With a well-balanced presence in 90 countries and a focus on Cement, Aggregates and Concrete, LafargeHolcim (SIX Swiss Exchange, Euronext Paris: LHN) is the world leader in the building materials industry. The Group has 115,000 employees around the world and combined net sales of CHF 33 billion (EUR 27 billion) in 2014. LafargeHolcim is the industry benchmark in R&D and serves from the individual homebuilder to the largest and most complex project with the widest range of value-adding products, innovative services and comprehensive building solutions. With a commitment to drive sustainable solutions for better building and infrastructure and to contribute to a higher quality of life, the Group is best positioned to meet the challenges of increasing urbanization.
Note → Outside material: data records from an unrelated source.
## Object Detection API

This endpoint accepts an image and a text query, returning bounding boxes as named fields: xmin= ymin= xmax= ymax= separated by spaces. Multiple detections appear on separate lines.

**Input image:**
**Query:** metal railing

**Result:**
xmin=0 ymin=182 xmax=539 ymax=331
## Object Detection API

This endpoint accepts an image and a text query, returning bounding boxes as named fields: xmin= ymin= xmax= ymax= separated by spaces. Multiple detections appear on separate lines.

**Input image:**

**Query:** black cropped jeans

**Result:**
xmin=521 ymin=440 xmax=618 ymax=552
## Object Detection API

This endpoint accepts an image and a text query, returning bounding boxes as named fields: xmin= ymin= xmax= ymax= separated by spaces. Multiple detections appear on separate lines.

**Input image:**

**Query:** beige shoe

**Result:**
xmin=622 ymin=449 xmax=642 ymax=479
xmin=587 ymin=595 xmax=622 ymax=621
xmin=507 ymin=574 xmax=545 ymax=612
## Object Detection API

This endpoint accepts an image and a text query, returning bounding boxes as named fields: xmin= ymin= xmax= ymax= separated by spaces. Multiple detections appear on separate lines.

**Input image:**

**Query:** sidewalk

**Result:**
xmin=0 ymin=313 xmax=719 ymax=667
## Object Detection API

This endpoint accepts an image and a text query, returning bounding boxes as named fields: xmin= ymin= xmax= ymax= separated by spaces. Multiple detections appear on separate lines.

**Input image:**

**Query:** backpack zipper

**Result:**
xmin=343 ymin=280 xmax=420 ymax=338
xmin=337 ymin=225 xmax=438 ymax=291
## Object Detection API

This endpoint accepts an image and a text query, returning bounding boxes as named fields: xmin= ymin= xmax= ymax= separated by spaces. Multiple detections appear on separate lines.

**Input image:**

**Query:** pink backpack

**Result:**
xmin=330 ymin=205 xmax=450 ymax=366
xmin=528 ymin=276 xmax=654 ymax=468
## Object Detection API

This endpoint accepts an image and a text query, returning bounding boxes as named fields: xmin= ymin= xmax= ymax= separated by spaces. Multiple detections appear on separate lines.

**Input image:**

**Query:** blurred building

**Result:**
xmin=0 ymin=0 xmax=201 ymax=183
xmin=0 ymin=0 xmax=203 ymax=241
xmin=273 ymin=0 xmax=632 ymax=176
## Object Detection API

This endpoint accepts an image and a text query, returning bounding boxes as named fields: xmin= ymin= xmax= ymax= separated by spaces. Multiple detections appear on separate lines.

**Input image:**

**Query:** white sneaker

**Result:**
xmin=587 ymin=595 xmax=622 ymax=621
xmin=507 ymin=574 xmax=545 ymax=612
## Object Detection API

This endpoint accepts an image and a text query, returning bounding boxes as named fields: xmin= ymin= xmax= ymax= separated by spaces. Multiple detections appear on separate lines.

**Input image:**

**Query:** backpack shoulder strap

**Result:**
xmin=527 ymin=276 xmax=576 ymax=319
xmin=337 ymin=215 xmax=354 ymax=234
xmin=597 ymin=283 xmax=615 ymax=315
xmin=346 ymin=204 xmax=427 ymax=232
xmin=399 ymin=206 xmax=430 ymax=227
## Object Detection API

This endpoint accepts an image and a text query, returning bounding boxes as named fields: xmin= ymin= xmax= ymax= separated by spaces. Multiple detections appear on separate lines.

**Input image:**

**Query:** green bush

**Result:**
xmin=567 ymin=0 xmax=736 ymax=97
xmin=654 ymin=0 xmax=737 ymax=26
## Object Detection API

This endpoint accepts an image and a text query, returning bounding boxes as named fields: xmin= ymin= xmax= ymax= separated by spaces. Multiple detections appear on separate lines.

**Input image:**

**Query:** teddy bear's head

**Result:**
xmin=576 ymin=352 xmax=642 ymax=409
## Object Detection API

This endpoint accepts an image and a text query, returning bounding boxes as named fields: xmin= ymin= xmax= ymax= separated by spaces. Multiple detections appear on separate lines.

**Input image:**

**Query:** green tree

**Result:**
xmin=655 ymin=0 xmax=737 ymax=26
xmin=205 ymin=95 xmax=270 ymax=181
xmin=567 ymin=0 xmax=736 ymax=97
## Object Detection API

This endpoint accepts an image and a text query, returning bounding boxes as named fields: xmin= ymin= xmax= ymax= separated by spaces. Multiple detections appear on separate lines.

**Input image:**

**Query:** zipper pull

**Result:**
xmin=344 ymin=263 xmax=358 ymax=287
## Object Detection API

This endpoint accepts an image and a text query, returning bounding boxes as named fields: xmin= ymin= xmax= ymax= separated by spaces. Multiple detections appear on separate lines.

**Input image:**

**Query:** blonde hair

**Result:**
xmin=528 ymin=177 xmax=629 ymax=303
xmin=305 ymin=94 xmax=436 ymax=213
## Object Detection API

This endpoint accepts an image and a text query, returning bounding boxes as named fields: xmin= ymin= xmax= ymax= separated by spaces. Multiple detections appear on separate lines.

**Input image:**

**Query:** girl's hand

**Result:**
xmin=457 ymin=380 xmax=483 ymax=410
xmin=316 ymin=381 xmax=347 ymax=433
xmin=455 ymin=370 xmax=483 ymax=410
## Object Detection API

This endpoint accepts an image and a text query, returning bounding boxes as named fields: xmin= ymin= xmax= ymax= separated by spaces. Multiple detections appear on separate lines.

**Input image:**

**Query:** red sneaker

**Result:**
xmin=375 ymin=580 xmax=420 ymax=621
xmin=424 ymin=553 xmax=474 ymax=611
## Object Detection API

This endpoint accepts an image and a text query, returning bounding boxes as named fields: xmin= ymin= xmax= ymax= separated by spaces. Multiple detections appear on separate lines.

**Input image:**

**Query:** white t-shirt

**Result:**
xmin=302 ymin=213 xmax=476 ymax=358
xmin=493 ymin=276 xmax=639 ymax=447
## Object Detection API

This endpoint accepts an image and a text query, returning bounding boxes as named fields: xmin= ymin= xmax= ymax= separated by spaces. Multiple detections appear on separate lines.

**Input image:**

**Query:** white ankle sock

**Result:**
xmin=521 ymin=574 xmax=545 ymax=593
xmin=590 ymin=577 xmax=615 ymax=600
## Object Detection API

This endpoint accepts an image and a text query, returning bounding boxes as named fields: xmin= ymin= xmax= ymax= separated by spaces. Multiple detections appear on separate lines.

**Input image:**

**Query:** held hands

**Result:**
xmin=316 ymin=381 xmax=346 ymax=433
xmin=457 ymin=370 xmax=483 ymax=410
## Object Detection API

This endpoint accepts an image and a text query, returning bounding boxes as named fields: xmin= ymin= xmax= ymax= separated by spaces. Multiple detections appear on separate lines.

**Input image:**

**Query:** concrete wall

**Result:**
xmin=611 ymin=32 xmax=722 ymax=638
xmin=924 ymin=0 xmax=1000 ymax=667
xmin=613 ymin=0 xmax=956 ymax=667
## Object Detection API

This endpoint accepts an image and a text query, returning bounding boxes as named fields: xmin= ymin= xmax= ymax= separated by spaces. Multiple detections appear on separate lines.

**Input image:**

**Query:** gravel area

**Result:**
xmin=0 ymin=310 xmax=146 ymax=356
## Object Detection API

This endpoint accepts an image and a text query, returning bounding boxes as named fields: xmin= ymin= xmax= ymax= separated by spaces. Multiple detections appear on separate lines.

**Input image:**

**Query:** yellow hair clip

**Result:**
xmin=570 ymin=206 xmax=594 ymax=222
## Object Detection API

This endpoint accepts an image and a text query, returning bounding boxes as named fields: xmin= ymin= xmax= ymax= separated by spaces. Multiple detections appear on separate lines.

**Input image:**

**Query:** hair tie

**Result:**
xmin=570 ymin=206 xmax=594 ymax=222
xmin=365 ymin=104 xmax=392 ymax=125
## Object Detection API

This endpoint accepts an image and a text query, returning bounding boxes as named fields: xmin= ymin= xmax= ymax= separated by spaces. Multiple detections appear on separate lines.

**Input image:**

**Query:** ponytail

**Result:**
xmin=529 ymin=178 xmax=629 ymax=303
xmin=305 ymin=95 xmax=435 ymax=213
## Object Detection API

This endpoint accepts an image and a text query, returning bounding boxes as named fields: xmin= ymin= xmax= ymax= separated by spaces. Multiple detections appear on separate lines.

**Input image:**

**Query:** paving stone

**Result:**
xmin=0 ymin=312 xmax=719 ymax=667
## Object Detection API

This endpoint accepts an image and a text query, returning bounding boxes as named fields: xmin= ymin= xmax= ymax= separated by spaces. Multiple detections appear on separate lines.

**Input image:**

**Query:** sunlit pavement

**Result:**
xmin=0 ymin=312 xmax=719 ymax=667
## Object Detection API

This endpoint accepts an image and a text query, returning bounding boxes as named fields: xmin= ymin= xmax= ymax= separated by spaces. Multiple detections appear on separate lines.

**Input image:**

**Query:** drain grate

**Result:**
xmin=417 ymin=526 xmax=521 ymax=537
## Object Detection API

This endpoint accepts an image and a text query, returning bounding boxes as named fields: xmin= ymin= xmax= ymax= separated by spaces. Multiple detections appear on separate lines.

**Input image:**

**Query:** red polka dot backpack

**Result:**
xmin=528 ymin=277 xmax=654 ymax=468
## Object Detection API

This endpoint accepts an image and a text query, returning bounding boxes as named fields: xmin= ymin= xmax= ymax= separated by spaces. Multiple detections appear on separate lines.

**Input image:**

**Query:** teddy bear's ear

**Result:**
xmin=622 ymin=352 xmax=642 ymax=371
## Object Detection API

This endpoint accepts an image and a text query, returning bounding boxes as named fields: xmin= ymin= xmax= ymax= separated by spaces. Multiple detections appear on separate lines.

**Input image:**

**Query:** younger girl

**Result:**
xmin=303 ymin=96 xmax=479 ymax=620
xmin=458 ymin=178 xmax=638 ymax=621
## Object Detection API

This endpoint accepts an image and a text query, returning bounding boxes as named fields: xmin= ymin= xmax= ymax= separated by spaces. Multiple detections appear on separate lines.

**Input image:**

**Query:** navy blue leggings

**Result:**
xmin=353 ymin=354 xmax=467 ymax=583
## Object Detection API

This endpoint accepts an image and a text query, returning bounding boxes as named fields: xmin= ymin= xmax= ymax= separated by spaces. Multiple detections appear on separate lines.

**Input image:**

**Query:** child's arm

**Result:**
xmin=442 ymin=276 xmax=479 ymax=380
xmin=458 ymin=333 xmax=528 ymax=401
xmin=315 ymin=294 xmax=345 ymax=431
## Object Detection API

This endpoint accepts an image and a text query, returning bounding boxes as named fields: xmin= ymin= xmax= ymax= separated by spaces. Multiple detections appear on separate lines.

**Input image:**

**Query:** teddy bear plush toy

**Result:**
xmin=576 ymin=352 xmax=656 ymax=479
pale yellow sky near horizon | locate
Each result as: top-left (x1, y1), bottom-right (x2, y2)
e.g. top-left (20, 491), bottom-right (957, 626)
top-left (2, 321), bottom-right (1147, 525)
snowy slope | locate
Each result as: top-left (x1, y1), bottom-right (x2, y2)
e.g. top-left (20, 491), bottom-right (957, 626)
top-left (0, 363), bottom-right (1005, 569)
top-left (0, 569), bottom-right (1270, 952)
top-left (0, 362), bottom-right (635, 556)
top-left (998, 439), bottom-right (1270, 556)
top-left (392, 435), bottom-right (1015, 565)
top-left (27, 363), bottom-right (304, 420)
This communication is for information purpose only and does not constitute an offer to purchase or exchange or the solicitation of an offer to sell or exchange any securities of Lafarge or an offer to sell or exchange or the solicitation of an offer to buy or exchange any securities of Holcim in any countries, including France
The shares to be delivered upon completion of the exchange offer have not been and will not be registered under the U.S. Securities Act of 1933, as amended (the “U.S. Securities Act”). Accordingly, the shares to be delivered upon completion of the exchange offer may only be offered or sold in transactions that are exempt from registration under the Securities Act. The exchange offer is not being made in the United States except to “qualified institutional buyers” (as defined in Rule 144A under the Securities Act).